You may choose to calibrate if your benchmarkIndex is in a different range than the above table would expect. Additionally, when Lighthouse is run from the CLI with default settings on an underpowered device, a warning will be added to the report suggesting you calibrate the slowdown:

image

The --throttling.cpuSlowdownMultiplier CLI flag allows you to configure the throttling level applied. On a weaker machine, you can lower it from the default of 4x to something more appropriate.

The Lighthouse CPU slowdown calculator webapp will compute what mutiplier to use from the CPU/Memory Power value from the bottom of the report.

Alternatively, consider the below table of the various cpuSlowdownMultipliers you might want to use to target different devices along with the possible range:

- High-End Desktop Low-End Desktop High-End Mobile Mid-Tier Mobile Low-End Mobile
High-End Desktop 1x 2x (1-4) 2x (1-4) 4x (2-10) 10x (5-20)
Low-End Desktop - 1x 1x 2x (1-5) 5x (3-10)
High-End Mobile - - 1x 2x (1-5) 5x (3-10)
Mid-Tier Mobile - - - 1x 2x (1-5)
Low-End Mobile - - - - 1x

If your device's BenchmarkIndex falls on the higher end of its bracket, use a higher multiplier from the range in the table. If your device's BenchmarkIndex falls on the lower end of its bracket, use a lower multiplier from the range in the table. If it's somewhere in the middle, use the suggested multiplier.
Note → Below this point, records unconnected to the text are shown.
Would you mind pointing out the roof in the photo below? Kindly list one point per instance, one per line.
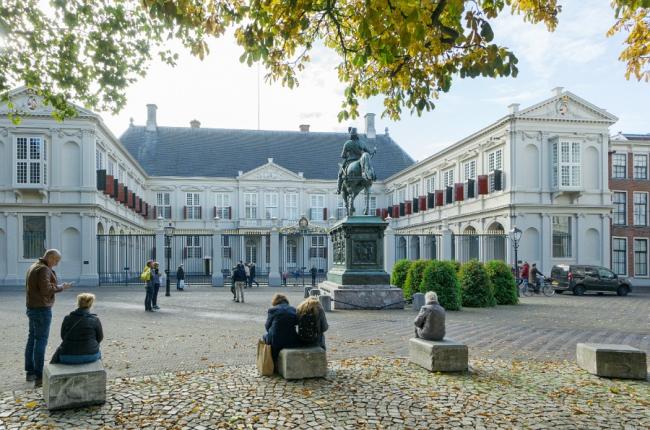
(213, 152)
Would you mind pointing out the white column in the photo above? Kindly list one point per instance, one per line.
(274, 270)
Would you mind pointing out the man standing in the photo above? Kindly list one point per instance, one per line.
(41, 286)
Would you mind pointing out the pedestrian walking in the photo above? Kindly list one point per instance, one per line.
(180, 278)
(157, 275)
(41, 285)
(239, 280)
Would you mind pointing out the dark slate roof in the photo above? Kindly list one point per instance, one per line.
(213, 152)
(631, 136)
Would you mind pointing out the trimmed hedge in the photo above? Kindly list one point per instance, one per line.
(398, 275)
(414, 278)
(440, 276)
(477, 290)
(503, 282)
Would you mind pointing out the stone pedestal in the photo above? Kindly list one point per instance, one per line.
(612, 361)
(439, 356)
(71, 386)
(357, 279)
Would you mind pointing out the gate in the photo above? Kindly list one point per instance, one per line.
(300, 254)
(121, 257)
(194, 252)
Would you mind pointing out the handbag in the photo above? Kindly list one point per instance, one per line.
(264, 359)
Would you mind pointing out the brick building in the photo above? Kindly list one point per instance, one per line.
(629, 182)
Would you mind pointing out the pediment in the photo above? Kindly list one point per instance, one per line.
(567, 106)
(26, 103)
(270, 172)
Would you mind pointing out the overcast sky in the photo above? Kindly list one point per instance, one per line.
(221, 92)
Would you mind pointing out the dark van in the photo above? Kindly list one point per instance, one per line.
(582, 278)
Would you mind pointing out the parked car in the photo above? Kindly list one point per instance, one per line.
(582, 278)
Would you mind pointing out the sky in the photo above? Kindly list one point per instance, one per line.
(221, 92)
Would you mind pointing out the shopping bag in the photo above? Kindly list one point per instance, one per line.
(264, 359)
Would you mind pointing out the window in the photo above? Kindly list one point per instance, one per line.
(619, 256)
(640, 166)
(291, 206)
(317, 203)
(31, 161)
(567, 167)
(640, 208)
(99, 159)
(430, 183)
(193, 206)
(222, 203)
(193, 247)
(163, 205)
(561, 237)
(619, 166)
(270, 205)
(448, 178)
(33, 236)
(640, 257)
(470, 170)
(494, 160)
(250, 205)
(619, 215)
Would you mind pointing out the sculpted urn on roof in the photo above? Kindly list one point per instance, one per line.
(356, 172)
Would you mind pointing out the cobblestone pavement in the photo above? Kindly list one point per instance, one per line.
(358, 393)
(203, 327)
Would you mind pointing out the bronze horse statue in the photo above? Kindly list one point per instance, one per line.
(356, 173)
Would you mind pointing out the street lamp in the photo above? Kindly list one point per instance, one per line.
(169, 233)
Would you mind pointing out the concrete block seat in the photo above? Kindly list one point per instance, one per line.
(439, 356)
(68, 386)
(612, 361)
(302, 363)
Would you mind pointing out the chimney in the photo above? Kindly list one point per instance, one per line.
(151, 117)
(513, 108)
(370, 126)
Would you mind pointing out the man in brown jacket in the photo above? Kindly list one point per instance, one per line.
(41, 285)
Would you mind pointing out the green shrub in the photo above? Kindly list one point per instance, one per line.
(503, 282)
(398, 276)
(477, 291)
(440, 276)
(414, 278)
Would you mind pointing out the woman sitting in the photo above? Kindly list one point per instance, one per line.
(312, 323)
(82, 333)
(281, 326)
(430, 322)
# Run Lighthouse with a custom CPU slowdown multiplier
lighthouse --throttling.cpuSlowdownMultiplier=6 https://example.com

Types of CPU Throttling

Within web performance testing, there are two typical styles of CPU throttling:

  1. Simulated throttling, which Lighthouse uses by default, uses a simulation of a page load, based on the data observed in the initial unthrottled load. This approach makes it very fast. However, due to the imperfect nature of predicting alternate execution paths, there is inherent inaccuracy that is summarized in this doc: Lighthouse Metric Variability and Accuracy. The TLDR: while it's fairly accurate for most circumstances, it suffers from edge cases and a deep investigation to performance should use applied CPU throttling tools.
  2. Applied throttling , also called devtools throttling in Lighthouse configuration. This method actually interrupts execution of CPU work at periodic intervals to emulate a slower processor. It is fairly accurate and much easier than obtaining target hardware. The same underlying principle can be used by linux cgroups to throttle any process, not just the browser. Other tools like WebPageTest use applied CPU throttling offered by DevTools.